September 29, 2011 3:16 pm
Mortgage Rates in U.S. Fall to Lowest on Record as 30-Year Reaches 4.01%
The average rate for a 30-year fixed loan dropped to 4.01 percent in the week ended today from 4.09 percent, Freddie Mac said in a statement. That’s the lowest in the McLean, Virginia-based company’s records dating back to 1971. The average 15-year rate declined to 3.28 percent from 3.29 percent last week.
Yields on 10-year Treasuries, a guide for consumer loans, touched the lowest level in more than a half-century, after the central bank said on Sept. 21 that it would begin a program aimed at boosting the economy and lowering mortgage rates. The effort, called Operation Twist, would replace shorter-term securities in the Fed’s portfolio with longer-term debt. Policy makers also plan to support the home-loan market by reinvesting maturing housing debt into mortgage-backed securities.
“Mortgage rates have fallen some ways already, but they probably haven’t fully caught up with the decline in the 10-year Treasury,” Paul Dales, senior U.S. economist at Capital Economics Ltd. in Toronto, said in a telephone interview yesterday. “It’s possible the effects of Operation Twist will drag 10-year yields down further, thereby weighing on mortgage rates more.”
Gap in Rates
The gap, or spread, between the average 30-year fixed mortgage rate and the benchmark 10-year Treasury yield widened to 2.26 percentage points last week, the biggest gap since 2009, according to data compiled by Bloomberg. If the spread matched the gap of 1.17 percentage points in February, the 2011 low, home-loan rates now would be close to 3 percent.

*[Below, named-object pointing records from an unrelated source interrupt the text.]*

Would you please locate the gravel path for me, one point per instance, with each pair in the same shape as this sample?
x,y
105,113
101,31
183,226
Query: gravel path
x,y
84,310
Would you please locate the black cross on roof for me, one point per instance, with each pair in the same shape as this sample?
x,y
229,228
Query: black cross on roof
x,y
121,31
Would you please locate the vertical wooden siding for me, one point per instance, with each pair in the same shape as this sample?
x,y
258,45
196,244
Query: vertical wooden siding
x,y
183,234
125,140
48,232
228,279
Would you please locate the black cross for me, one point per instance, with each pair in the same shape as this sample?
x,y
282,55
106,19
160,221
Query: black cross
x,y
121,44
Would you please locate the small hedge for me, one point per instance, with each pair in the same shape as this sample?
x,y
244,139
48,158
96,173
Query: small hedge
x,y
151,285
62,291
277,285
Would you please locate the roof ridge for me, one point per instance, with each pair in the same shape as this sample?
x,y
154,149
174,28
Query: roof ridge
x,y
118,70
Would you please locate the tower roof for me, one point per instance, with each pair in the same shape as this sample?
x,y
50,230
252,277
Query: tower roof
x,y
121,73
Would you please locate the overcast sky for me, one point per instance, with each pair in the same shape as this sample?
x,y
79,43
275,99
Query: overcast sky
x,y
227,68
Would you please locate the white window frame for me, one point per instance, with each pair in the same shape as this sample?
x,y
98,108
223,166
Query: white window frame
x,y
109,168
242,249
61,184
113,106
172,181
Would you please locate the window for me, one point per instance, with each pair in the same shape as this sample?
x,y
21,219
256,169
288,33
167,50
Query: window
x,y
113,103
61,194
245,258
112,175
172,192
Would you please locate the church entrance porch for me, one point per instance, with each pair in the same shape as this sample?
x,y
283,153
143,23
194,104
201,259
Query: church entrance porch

Homeowners are taking advantage of low borrowing costs to reduce their monthly payments. A Mortgage Bankers Association index of refinancing rose 11 percent in the week ended Sept. 23. The Washington-based trade group’s purchase gauge increased 2.6 percent.
Declining interest rates have done little to stimulate the U.S. housing market as the unemployment rate sticks above 9 percent and lenders tighten credit. The number of contracts to purchase previously owned homes fell 1.2 percent in August, following a 1.3 percent decline the previous month, according to a National Association of Realtors index released today.
Record-low borrowing costs “are only a marginal support right now,” Michael Feroli, chief U.S. economist at JPMorgan Chase & Co. (JPM) in New York, said in a telephone interview yesterday. “Mortgage credit is still tight and secondly, on the demand side, households are concerned about the job market and falling house prices.”
The S&P Case-Shiller index of home values in 20 U.S. cities decreased 4.1 percent in July from a year earlier, the group reported Sept. 27.
Purchases of new houses fell in August to a six-month low, Commerce Department data showed this week. Sales of previously owned homes that month rose to a five-month high, boosted by demand for lower-priced distressed properties, the National Association of Realtors said Sept. 21. The median price dropped to $168,300 from $177,300 in August 2010.